Categories: Wellbeing - Health

Are Production And Fulfillment Antinomic?

At first glance, productivity is built at the expense of our fulfillment. Reaching high goals implies sacrificing personal time to devote oneself fully to one’s efforts. However, there are important cultural differences between countries regarding work and between eras. Very early in Europe, especially among the Greeks, work was reserved only for slaves and therefore it was frowned upon to be industrious in the physical sense. Citizens could do sports or study but this represented skholè (free time) which later gave rise to the word school, as opposed to askholè work which literally means “absence of free time”. Later, the Romans and then the medieval European kingdoms took up this idea: the elites did not work because it was degrading. It is only recently that productivity has taken on a more noble meaning. In the industrial age, people acquire status through their work, not their blood. The relative meritocracy gives productivity a much more important role: it is because we are productive that we can lead society. Still, productivity is often earned over fulfillment. An 80-hour work week, even if you love your job, is still a tiring and probably unfulfilling week. At a time when work is increasingly monopolized by technology, we are entitled to ask ourselves whether a society without work will be more fulfilling.

Is The Opposition Between Work And Fulfillment Really Valid?

I would say that the problem with eliminating work is that it prevents us from gaining status. As much as several centuries ago, the absence of work was compensated by emblematic and honorific functions (military powers and spirituality), if today we equate it with work. As it is difficult today to acquire status without merit, I would be tempted to say that work contributes to our fulfillment. Because it gives us a place in society and income, work legitimizes our free time and fulfillment. Without work, even if we receive income from solidarity, for example, we would be judged by others, we would not find the meaning we are looking for in our lives. Work contributes to fulfillment in my opinion, it must not disappear.
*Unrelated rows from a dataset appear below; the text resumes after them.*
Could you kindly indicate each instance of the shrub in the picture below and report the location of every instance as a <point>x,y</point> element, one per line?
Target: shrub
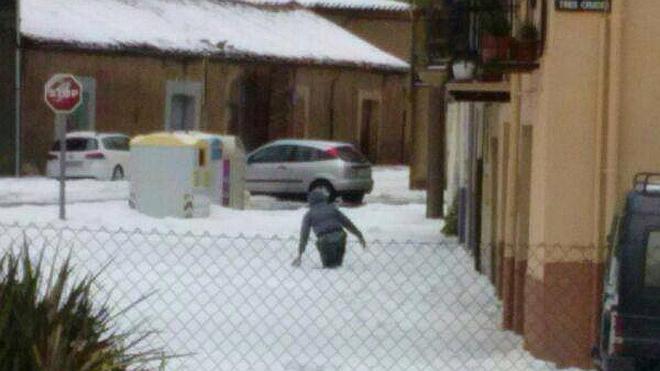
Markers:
<point>48,324</point>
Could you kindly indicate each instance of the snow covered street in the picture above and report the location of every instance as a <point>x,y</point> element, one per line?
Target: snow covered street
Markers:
<point>225,296</point>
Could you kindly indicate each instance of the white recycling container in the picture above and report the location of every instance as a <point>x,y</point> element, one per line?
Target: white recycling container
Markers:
<point>170,175</point>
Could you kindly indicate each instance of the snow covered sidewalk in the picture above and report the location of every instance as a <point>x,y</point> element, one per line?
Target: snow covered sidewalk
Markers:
<point>225,294</point>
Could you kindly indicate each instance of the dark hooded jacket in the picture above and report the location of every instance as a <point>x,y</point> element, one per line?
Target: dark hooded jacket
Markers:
<point>324,218</point>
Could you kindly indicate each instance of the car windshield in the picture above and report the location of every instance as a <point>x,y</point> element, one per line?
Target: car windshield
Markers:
<point>350,154</point>
<point>78,144</point>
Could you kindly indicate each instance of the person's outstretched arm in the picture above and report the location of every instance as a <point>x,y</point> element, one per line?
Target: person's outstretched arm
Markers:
<point>304,237</point>
<point>348,224</point>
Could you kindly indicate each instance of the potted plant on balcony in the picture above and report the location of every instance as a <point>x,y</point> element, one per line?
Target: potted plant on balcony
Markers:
<point>527,44</point>
<point>463,65</point>
<point>496,36</point>
<point>492,71</point>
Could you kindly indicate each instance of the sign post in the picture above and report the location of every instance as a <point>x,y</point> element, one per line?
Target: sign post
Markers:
<point>63,94</point>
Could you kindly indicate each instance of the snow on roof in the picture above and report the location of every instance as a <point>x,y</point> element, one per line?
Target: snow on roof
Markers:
<point>386,5</point>
<point>217,28</point>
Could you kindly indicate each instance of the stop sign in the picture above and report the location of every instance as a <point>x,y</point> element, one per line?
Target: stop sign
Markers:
<point>63,93</point>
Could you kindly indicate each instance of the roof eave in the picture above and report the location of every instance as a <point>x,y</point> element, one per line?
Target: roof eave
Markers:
<point>238,57</point>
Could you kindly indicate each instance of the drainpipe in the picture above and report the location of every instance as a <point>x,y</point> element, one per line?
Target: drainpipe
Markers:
<point>614,114</point>
<point>17,93</point>
<point>601,135</point>
<point>333,85</point>
<point>412,96</point>
<point>205,110</point>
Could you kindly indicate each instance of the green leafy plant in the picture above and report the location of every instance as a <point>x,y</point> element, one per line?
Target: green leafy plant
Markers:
<point>496,24</point>
<point>46,323</point>
<point>451,220</point>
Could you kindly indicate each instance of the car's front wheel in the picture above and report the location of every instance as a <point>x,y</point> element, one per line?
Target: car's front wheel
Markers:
<point>325,187</point>
<point>353,197</point>
<point>117,173</point>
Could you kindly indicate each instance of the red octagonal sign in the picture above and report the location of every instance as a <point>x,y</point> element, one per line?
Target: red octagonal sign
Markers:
<point>63,93</point>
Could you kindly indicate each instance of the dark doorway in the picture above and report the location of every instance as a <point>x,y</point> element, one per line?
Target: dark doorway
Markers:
<point>249,110</point>
<point>369,124</point>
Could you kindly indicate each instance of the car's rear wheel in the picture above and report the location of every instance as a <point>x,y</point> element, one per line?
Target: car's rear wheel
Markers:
<point>117,173</point>
<point>325,187</point>
<point>353,197</point>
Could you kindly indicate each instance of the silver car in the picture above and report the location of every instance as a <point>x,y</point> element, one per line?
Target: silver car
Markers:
<point>295,167</point>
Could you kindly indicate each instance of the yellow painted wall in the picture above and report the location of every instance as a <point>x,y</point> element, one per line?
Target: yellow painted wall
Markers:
<point>564,148</point>
<point>639,132</point>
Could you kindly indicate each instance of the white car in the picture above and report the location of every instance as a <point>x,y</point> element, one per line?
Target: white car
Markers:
<point>102,156</point>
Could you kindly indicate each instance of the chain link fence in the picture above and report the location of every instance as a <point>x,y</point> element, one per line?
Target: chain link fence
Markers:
<point>236,303</point>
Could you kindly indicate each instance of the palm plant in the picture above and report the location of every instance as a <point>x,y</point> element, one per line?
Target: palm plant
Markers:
<point>48,324</point>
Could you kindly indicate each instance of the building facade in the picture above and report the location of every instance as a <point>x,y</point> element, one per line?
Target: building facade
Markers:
<point>252,85</point>
<point>548,167</point>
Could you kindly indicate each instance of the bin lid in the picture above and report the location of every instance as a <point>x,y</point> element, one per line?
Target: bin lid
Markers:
<point>165,139</point>
<point>229,143</point>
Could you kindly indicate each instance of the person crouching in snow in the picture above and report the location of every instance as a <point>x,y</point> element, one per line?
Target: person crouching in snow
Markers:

Contribute To Work In A Society Where Work Is Absent

If one day work were to disappear, it would have to be maintained to create a transition period. Just as there was a transition period between a religious society finding its opium in religion and a productivist society finding its reason for living in work. The next transition to a new paradigm is not entirely clear, where will we turn in our search for status and meaning?

An Avenue To Explore

In a world without work, I would say that the next way to find meaning and status will be to work to preserve the world. This is a phenomenon we are already beginning to see: we gain respectability by showing our ability to respect the environment. The more time passes, the less we will probably work and the more we must justify our very existence by actively protecting the planet. Of course, this may take the form of work, but it will probably not be paid, just as going to church and doing work for one’s parish was not paid in medieval times.

The Era Of Homo Ecologicus

If we progressively leave the era of homo economicus (the economic man), we are going towards a world where we will focus more on our home (ekoï in Greek which will give the prefix -eco). Everyone will no longer have to think in terms of money but in terms of points of ecological respectability. No doubt there will be a way to count them in an objective way (we will also live in a highly ecological era). This could prevent the corruption that existed among religious elites in the Middle Ages because of the difficulty of recognizing spiritual merit and the close ties to politics.